One did not miss the aiji-ma, that was the address of someone at least nominally loyal; and Ilisidi, diminutive among her guards, was the towering presence in the room.

Ilisidi walked further, looked at one console and the next, and all the while Cenedi and Banichi were near her; but so was a man named Panida, whose talents and function in Ilisidi’s household had always seemed to be very like Tano’s. Panida was generally, in Ilisidi’s apartment in the Bu-javid, near the surveillance station that was part of every lord’s security. And now he paused here and there at certain idle and vacant consoles. Once he flipped a switch. Whether it had been on or off, Bren did not see.

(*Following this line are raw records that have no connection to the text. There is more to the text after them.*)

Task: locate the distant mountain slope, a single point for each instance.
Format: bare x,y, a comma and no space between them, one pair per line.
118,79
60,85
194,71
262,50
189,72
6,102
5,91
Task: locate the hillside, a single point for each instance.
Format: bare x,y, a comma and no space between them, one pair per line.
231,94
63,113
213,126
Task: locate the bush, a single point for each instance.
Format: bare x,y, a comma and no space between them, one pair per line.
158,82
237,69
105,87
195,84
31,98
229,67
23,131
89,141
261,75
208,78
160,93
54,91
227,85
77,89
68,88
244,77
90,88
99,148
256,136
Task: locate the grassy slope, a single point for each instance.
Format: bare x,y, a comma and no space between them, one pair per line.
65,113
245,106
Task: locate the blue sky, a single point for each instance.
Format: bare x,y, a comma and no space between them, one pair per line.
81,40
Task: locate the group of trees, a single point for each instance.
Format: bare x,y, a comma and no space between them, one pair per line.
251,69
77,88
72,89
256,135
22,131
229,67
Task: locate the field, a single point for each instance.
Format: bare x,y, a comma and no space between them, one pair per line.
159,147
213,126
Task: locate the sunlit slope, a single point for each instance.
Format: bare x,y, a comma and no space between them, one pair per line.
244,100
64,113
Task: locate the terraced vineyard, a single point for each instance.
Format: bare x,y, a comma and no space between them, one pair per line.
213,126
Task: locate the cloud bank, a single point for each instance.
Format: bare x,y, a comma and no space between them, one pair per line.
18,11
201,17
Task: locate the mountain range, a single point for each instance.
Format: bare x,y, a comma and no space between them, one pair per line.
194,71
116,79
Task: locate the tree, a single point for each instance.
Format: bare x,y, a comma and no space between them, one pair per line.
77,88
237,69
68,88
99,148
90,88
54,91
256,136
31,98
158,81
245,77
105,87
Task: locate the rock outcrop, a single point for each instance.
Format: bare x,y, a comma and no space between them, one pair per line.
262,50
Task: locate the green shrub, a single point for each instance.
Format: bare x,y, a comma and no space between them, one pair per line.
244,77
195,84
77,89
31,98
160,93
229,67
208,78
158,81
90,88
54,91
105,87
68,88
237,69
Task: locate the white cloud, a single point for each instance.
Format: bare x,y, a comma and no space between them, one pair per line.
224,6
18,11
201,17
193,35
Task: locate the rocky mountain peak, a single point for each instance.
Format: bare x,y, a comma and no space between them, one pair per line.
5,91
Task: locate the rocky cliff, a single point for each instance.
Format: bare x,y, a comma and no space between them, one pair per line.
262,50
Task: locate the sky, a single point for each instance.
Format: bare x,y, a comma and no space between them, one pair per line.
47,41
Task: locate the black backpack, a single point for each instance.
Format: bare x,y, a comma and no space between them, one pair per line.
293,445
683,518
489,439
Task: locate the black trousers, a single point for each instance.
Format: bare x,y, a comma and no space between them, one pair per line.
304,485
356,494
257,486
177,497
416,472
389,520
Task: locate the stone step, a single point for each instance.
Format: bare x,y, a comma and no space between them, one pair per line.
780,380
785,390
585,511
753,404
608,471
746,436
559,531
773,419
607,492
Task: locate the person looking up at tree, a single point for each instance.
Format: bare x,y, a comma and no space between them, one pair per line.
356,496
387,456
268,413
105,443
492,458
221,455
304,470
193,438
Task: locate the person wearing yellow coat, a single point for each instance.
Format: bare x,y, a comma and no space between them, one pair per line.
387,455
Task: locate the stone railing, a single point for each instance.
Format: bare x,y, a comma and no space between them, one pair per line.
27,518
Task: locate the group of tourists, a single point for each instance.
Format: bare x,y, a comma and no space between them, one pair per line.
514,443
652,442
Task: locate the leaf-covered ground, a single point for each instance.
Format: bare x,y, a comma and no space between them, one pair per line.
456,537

“Nand’ director,” Ilisidi said. “This is a very thin staff I see. Are there ordinarily more on this shift?”

“Yes, aiji-ma. But they went down to Saduri Township.”

“Well, well, and will that improve the efficiency of this staff?”

“I assure the dowager such will be the case.” The director made surreptitious signals to his staff, who uncertainly rose from their seats and, almost as a body, bowed in respect.

“Nadiin.” Ilisidi nodded, and said, by way of introduction: “Bren-paidhi. Jase-paidhi. And their devoted escort, the heir of the lord of Dur.”

“Nand’ director,” Bren said as faces turned toward them. “Nadiin.”

A second round of bows and nods of heads. And the hasty but respectful movement of a young woman who gathered up a heavy stack of paper and proclaimed it, “nand’ dowager, here are all the messages routed through this station in the last ten days. With great respect, aiji-ma.”

“And the messages for the paidhiin?”

A middle-aged man moved to a desk and carefully, with an anxious eye on the behavior of security, gathered up a smaller handful of printout. “This is the phonetic log and transcript, aiji-ma, during the same period, but the translators have all left.”

“One assures you, nadi, the paidhiin do not need translators.” Ilisidi with a casual backhand waved the man in their direction, and the man brought the log and bowed.

The dowager wanted the record read, Bren said to himself. “Thank you, nadi,” he said to the anxious technician, took the thin volume, and set it down. It was the end of the record he wanted, and he was accustomed to the phonetic transcription. He sat down and flipped the pages over to the latest messages.

There were Deana’s transmissions, as late as this morning, included in the limited transcript although they were in Ragi. A cursory glance proved them more grammatical and careful than her conversation in the language—but then, on Mospheira, Deana had her dictionaries at her elbow.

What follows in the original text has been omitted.